Lo cierto es que, en la actual prueba de fuerzas, los analistas ven un empate en lo internacional entre ambas partes, donde se desarrolla una guerra mediática, y Guaidó tiene reconocimiento de Estados Unidos y medio centenar de otras naciones, la OEA y el Grupo de Lima, mientras en lo interno predomina el Gobierno, que cuenta con el apoyo de las Fuerzas Armadas, la estructura estatal y una base política mayoritaria agrupada en el PSUV, en torno al cual se conciertan otras agrupaciones progresistas.
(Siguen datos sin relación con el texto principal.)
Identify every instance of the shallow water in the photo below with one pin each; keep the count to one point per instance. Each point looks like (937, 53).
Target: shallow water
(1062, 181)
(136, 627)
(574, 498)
Aun en el dudoso caso de que en una segunda vuelta en Oslo —o en otro lugar— la oposición y el Gobierno acuerden realizar nuevas elecciones presidenciales, la fragmentación del antichavismo lo colocaría en cierta desventaja frente a la unidad del PSUV y, por otra parte, como ya ha ocurrido antes, nunca esa oposición ha aceptado resultados electorales que le resulten adversos. Por tanto, es difícil que el sector oficialista acepte celebrar unos comicios donde tienen dos opciones: perder o ganar y que no se le reconozca la victoria.
Los chavistas están perfectamente al tanto que cuando una derecha recalcitrante recupera el poder, así sea por elecciones como en Argentina, o por trampas, jurídico-legales como en Brasil, luego la emprende con todos los recursos a su disposición contra los sectores de izquierda, impulsando políticas neoliberales y de sumisión al imperialismo norteamericano, sustentadas en una cruel represión contra el pueblo.
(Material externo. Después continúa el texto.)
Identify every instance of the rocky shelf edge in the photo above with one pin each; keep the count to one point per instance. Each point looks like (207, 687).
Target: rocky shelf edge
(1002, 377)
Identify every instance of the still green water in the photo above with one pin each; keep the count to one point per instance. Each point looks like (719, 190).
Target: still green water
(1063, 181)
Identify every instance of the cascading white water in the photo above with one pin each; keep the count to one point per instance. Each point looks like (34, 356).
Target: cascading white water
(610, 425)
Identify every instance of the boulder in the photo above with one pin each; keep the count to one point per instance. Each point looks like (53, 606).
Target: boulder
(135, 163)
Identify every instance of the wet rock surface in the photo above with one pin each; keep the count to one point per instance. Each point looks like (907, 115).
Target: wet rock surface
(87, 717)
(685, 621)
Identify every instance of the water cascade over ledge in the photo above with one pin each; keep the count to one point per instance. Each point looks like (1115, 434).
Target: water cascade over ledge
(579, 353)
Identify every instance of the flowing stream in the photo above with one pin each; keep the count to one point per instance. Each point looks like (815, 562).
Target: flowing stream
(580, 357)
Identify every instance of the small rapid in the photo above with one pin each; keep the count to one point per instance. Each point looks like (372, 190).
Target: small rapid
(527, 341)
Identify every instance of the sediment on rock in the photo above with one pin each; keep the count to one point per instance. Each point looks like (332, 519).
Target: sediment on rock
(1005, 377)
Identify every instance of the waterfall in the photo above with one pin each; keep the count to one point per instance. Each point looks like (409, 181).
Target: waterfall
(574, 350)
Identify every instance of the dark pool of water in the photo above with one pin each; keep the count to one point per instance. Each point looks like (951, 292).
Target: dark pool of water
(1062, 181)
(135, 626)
De ahí que, pese a la voluntad del Gobierno de negociar con todo el espectro opositor, ello incluye líneas rojas que no puede cruzar como una forzada renuncia de Maduro o la disolución de la Asamblea Nacional Constituyente, elegida por sufragio popular.
Es precisamente un momento muy peligroso donde Guaidó y comparsa pueden recurrir a cualquier extremo en su desespero por hacerse del poder, y Estados Unidos arreciar sus presiones para desestabilizar la situación hasta un punto en que puedan forzar una salida mediante el tan esperado golpe de Estado o una insurrección inducida interna o externa que recibiría apoyo político y material de Washington y sus marionetas, para acabar como en Guatemala, donde la represión dejó en tres décadas más de 200 000 víctimas.